Dois anos antes de obter tamanho reconhecimento, Seu Bené já era conhecido como o “professor da farinha”, em razão de um documentário feito por Manuel Carvalho e pela chef e presidente do Instituto Maniva, Teresa Corção. O vídeo, que apresenta Seu Bené e o catarinense Fermínio Nascimento como dois importantes representantes da produção artesanal desse tipo de alimento, contribuiu para que ele recebesse o convite para fazer a viagem a Turim, depois retratada em outro filme, “Seu Bené Vai pra Itália”, também concebido por aquela mesma dupla.

Mais recentemente, em 2015, foi a vez de a chef e documentarista paraense Maria Zienhe Caramêz de Castro, atualmente radicada na capital mineira, visitar o agricultor em sua roça localizada próxima de Bragança, município que fica a 228 km de Belém (PA). O encontro resultou num novo documentário, “Deixa Eu Lhe Dizer”, que foi exibido no último fim de semana e mostra um recorte do cotidiano do personagem, que é aclamado por perpetuar procedimentos na produção da farinha que são oriundos da cultura indígena do Norte do país.

Após a projeção, ele participou de um bate-pap, em que reforçou a maneira como enxerga seu ofício. “Eu quero continuar na mesma simplicidade, como eu comecei. Não quero mudar porque não vai ter no mundo uma tecnologia ou um maquinário que prepare a farinha que eu faço de maneira manual. Eu conheço muita fábrica de farinha feita em forno elétrico, e não é a mesma coisa”, disse ele, que é conhecido por ser um dos poucos a oferecer o ingrediente empaneirado, ou seja, guardado num recipiente feito de folhas e talos da guarumã.

A técnica é de origem indígena e foi aprendida por ele de maneira autodidata ainda na infância. “Eu não cheguei para um professor e disse: ‘me ensine a fazer’, não.

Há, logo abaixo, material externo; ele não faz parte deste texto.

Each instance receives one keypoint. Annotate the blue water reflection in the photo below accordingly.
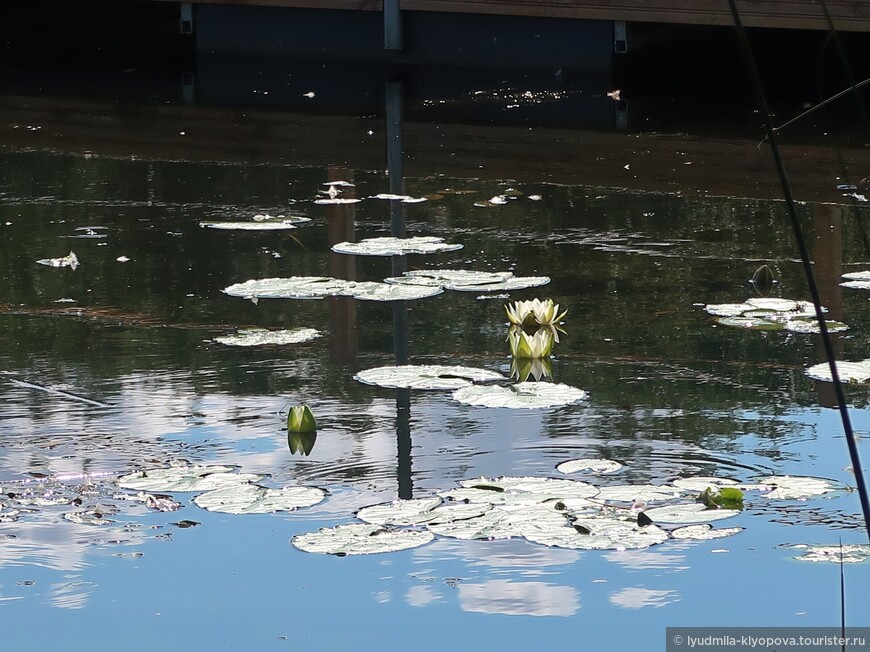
(671, 394)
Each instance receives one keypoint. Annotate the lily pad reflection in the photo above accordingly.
(847, 553)
(185, 478)
(528, 395)
(389, 246)
(789, 487)
(360, 539)
(318, 287)
(688, 513)
(262, 337)
(590, 465)
(703, 532)
(849, 372)
(767, 313)
(425, 376)
(253, 499)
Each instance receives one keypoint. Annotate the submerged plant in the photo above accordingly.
(534, 313)
(301, 420)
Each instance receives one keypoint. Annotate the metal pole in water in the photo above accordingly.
(394, 37)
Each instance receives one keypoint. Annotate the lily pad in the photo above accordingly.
(389, 246)
(783, 305)
(70, 260)
(275, 224)
(589, 464)
(405, 199)
(253, 499)
(337, 200)
(400, 512)
(539, 489)
(727, 309)
(601, 534)
(513, 283)
(688, 513)
(808, 325)
(185, 478)
(847, 553)
(294, 287)
(849, 372)
(360, 539)
(457, 276)
(647, 493)
(389, 292)
(703, 532)
(790, 487)
(763, 313)
(318, 287)
(260, 337)
(503, 522)
(526, 395)
(700, 483)
(425, 376)
(87, 517)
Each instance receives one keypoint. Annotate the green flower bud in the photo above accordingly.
(301, 419)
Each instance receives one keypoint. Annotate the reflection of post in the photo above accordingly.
(341, 227)
(403, 442)
(400, 265)
(828, 257)
(397, 210)
(394, 156)
(394, 38)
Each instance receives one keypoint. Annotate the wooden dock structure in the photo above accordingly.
(845, 15)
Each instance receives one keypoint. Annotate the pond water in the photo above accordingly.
(113, 366)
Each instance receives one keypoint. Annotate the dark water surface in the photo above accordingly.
(135, 379)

Eu fui até uma pessoa que fazia e pedi um para ele e o levei para casa, onde eu comecei a desmanchar um pedaço e depois refazer. Assim, eu fui prestando atenção em como era que aquilo se desmanchava para depois construir de novo. Quando eu senti que já tinha a prática, resolvi fazer um novo”, contou ele.

Analisada por pesquisadores da Unicamp, a embalagem de Seu Bené é certificada como segura e ecológica por estudiosos da universidade, onde ela foi testada em termos de conservação e manutenção das características do alimento, sendo aprovada em todos os quesitos. “O paneiro se tornou meu troféu. Foi com ele que eu consegui chegar onde eu cheguei, e ainda estou chegando”, ressaltou o farinheiro. Afinal, foi o objeto artesanal que chamou a atenção de Teresa Corção no passado e de Zienhe Castro mais recentemente.

“Em 2013, quando eu fiz uma viagem para o exterior, uma amiga me deu um paneiro de presente. Eu não conseguia abrir para tirar a farinha que havia dentro. Então, eu viajei quase um ano pela Europa com esse paneiro na minha mala. Quando eu retornei ao Brasil, eu fui atrás para saber quem tinha feito aquele trabalho que eu fiquei tão apaixonada”, diz a chef e documentarista Zienhe, responsável por mediar a vinda de Seu Bené a Belo Horizonte.